It's probably a tracking cookie. Empty your cookies.


----------



## Bundy (Dec 13, 2009)

I agree it sounds like a tracking cookie. The advertisers seem to think you are female and potentially interested in a flatter belly.


----------



## RejZoR (Dec 13, 2009)

I was also getting the fat lady in IE8 where i don't have any ad blocking. In Firefox i don't get any ads anyway hehe


----------



## Arctucas (Dec 13, 2009)

RejZoR said:


> I was also getting the fat lady in IE8 where i don't have any ad blocking. In Firefox i don't get any ads anyway hehe



+1 for Firefox.


----------



## imperialreign (Dec 13, 2009)

meh . . . screw FF.  


OP - more than likely a cookie as Wile E pointed out . . . empty your cookies and temp internet storage, close out your browser are reload the site(s) . . . you'll prob end up with a different ad.

Or crank out the ad blocker . . .


----------



## qubit (Dec 13, 2009)

No ads for me: Firefox with Adblock Plus & Flashblock plugins. This is the number one reason I use Firefox and these two plugins alone transform the browsing experience from an annoyance-infested experience to a pleasant one. No more ads I don't wanna see. Ever. 

If you haven't tried this yet, you owe it to yourself to give this a go. It quite literally costs you nothing.


----------



## Black Panther (Dec 14, 2009)

I am using FF on the desktop.

I'll get Adblock....


----------



## TheMailMan78 (Dec 14, 2009)

Wile E said:


> It's probably a tracking cookie. Empty your cookies.

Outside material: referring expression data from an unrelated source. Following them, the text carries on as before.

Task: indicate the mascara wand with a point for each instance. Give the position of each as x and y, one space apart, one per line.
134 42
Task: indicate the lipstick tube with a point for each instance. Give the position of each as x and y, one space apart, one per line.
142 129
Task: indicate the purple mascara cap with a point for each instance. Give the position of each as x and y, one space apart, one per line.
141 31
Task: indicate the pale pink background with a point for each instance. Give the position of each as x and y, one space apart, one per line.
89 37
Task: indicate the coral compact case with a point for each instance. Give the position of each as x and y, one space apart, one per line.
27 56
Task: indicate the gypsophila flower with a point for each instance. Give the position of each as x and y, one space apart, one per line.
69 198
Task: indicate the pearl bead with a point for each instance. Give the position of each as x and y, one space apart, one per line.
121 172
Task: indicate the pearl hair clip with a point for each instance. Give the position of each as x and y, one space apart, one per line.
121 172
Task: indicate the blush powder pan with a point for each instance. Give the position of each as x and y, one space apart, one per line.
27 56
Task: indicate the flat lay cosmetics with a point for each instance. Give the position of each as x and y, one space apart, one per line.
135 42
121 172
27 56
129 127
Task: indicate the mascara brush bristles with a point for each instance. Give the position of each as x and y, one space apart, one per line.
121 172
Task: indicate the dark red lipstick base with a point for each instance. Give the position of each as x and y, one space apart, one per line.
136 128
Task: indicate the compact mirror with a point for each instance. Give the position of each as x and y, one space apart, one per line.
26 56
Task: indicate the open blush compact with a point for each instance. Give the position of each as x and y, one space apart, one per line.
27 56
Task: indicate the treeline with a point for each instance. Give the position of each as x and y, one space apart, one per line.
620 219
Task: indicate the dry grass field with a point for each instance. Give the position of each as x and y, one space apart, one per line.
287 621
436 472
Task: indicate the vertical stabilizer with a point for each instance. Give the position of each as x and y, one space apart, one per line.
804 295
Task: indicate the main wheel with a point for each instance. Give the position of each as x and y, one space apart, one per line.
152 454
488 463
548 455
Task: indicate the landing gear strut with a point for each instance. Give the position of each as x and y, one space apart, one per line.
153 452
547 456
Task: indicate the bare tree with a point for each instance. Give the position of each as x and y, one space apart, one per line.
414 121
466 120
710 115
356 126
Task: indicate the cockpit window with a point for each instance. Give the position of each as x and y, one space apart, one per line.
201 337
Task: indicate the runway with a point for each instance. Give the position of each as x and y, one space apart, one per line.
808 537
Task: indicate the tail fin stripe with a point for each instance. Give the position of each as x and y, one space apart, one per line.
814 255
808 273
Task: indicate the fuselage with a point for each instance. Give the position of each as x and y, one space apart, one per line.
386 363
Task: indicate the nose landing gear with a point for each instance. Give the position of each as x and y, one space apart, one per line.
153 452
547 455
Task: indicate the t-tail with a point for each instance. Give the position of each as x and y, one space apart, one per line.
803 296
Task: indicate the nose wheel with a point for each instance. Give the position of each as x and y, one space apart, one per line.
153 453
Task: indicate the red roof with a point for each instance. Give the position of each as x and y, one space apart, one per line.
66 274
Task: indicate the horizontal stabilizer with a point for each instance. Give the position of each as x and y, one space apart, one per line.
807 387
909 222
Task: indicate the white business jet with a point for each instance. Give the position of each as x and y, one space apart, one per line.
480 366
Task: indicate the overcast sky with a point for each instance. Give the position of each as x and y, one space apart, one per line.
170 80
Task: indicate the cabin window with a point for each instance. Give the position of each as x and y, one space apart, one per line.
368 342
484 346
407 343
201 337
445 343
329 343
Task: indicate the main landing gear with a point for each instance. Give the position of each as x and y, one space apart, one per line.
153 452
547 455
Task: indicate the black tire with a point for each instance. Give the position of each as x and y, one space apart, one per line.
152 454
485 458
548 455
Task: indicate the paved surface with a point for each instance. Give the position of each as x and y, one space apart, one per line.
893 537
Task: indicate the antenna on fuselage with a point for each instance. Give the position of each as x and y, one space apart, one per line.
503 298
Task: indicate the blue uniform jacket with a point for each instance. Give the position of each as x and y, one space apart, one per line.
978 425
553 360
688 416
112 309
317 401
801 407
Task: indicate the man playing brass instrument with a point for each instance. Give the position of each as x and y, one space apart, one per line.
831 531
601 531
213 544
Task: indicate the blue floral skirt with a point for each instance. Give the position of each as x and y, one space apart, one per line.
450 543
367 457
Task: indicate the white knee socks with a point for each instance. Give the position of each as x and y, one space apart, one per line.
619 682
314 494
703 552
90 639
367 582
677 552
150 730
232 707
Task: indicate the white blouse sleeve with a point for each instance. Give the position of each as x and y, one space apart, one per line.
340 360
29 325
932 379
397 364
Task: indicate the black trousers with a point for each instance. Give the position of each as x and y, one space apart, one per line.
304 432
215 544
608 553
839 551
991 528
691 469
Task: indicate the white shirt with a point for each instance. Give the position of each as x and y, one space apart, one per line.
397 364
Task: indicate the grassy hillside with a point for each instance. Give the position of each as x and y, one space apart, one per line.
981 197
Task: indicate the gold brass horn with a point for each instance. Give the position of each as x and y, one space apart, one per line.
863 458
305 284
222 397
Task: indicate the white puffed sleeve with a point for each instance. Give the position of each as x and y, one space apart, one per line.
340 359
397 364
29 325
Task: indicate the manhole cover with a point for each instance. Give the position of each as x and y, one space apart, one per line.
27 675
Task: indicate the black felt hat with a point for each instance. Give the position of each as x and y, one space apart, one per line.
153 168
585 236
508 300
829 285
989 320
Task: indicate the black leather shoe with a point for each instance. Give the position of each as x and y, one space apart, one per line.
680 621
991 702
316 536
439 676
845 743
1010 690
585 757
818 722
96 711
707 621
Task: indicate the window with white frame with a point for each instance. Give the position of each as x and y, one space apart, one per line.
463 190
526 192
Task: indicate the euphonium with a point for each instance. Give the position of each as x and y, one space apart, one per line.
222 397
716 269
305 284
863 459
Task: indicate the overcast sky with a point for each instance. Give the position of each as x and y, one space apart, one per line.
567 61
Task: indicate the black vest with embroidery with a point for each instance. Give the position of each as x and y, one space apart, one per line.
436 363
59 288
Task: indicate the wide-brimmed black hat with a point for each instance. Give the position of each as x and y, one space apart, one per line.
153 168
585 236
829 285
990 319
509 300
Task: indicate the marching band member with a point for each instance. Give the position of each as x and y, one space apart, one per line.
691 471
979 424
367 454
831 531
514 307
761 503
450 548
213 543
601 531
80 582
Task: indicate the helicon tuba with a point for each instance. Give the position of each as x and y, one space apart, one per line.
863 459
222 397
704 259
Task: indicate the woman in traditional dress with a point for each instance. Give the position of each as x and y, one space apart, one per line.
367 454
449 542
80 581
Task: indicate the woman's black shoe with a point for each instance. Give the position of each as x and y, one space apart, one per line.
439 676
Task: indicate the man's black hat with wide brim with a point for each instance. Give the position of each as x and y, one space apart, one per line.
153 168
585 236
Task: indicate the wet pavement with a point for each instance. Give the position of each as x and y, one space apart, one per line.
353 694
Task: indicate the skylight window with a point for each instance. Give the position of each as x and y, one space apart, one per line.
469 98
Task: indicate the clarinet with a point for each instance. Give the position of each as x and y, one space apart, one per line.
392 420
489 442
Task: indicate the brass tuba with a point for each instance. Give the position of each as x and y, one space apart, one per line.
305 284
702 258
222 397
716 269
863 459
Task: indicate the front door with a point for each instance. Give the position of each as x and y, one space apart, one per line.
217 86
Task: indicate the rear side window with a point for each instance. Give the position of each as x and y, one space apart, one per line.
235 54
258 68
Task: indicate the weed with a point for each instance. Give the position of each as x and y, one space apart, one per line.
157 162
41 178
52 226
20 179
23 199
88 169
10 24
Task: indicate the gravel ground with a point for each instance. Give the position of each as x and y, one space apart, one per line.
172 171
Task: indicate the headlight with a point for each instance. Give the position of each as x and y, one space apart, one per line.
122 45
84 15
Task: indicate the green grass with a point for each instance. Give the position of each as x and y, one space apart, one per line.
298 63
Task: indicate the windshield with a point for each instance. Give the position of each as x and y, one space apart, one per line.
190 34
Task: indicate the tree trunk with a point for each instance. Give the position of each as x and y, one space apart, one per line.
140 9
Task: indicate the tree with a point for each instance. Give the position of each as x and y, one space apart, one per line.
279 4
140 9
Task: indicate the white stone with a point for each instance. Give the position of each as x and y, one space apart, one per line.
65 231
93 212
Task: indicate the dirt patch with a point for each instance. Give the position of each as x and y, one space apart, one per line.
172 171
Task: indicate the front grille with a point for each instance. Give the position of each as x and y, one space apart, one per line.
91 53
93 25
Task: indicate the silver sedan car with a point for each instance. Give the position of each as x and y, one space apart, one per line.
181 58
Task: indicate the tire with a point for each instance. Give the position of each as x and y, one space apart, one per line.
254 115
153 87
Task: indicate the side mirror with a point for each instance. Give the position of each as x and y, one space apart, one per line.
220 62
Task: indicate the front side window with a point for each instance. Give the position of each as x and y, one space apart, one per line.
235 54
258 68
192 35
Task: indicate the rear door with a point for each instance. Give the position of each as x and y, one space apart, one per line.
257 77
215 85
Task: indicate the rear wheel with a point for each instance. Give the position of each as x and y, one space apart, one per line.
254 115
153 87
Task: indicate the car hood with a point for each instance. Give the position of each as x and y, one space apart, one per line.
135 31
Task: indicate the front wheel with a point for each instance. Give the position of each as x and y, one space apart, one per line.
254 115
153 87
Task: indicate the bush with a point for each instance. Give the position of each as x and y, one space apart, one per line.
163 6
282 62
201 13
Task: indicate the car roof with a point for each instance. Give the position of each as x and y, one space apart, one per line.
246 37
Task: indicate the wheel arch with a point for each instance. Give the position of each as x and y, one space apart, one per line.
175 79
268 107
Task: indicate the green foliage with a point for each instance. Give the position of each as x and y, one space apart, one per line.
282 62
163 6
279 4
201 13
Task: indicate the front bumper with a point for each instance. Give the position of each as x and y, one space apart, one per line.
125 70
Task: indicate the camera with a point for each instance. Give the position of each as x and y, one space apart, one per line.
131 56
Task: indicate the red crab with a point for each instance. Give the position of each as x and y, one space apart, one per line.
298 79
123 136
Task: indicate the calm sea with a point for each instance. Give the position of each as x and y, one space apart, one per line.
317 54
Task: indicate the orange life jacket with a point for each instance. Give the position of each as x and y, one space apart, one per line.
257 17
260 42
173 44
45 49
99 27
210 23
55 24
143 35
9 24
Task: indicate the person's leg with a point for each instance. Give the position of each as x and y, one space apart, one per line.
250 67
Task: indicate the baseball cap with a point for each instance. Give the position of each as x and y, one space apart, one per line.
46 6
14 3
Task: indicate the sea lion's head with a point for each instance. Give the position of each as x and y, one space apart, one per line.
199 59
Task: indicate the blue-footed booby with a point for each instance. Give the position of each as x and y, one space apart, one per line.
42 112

I agree. Time to run CCleaner.


----------



## Black Panther (Dec 14, 2009)

TheMailMan78 said:


> I agree. Time to run CCleaner.



Done that before I started this thread... 

Installed Adblock.
Well, alone it isn't working on FF...


----------



## TheMailMan78 (Dec 14, 2009)

Black Panther said:


> Done that before I started this thread...
> 
> Installed Adblock.
> Well, alone it isn't working on FF...



Tis' odd indeed.


----------



## qubit (Dec 14, 2009)

Black Panther said:


> Done that before I started this thread...
> 
> Installed Adblock.
> Well, alone it isn't working on FF...



You need Flashblock too. Together, you won't see any ads. It's awesome.


----------



## Black Panther (Dec 14, 2009)

NoScript works!

Uhhh, great but it makes me unable to click on the emoticons.... 
I gotta do some configurations...
OK done TPU as an exception now it's all fine


----------



## Chicken Patty (Dec 14, 2009)

Have you tried running spybot?  works great for me and it's free 


Link


----------



## qubit (Dec 14, 2009)

Black Panther said:


> NoScript works!
> 
> Uhhh, great but it makes me unable to click on the emoticons....
> I gotta do some configurations...
> OK done TPU as an exception now it's all fine



Try turning off NoScript for now and just using AdBlock _Plus_ and Flashblock. Turn it back on once you've seen how effective they are.


----------



## Marineborn (Dec 14, 2009)

holy crap, i didnt realize the internet still had adds and popups, I just use kaspery which has banner blocker and popup blocker with Ad block plus and no script, never ever see anything


----------



## lemonadesoda (Dec 14, 2009)

IP reverse DNS lookup: 84.127.12.68 = <<eu.malta.panther.bedroom>>
That's not spyware, it's a spycam!

Panther, just

1./ dont stand in front of your laptop wearing only your undies
2./ turn off the laptop's inbuilt webcam

Problem solved!  LOL


----------



## Marineborn (Dec 14, 2009)

lemonadesoda said:


> http://img.techpowerup.org/091213/Capture059.jpg
> IP reverse DNS lookup: 84.127.12.68 = <<eu.malta.panther.bedroom>>
> That's not spyware, it's a spycam!
> 
> ...



harshness lemon HAHAHAH


----------



## lemonadesoda (Dec 14, 2009)

Marineborn said:


> harshness lemon HAHAHAH


Ah, no. Panther is pretty cool, and she likes a good laugh.


----------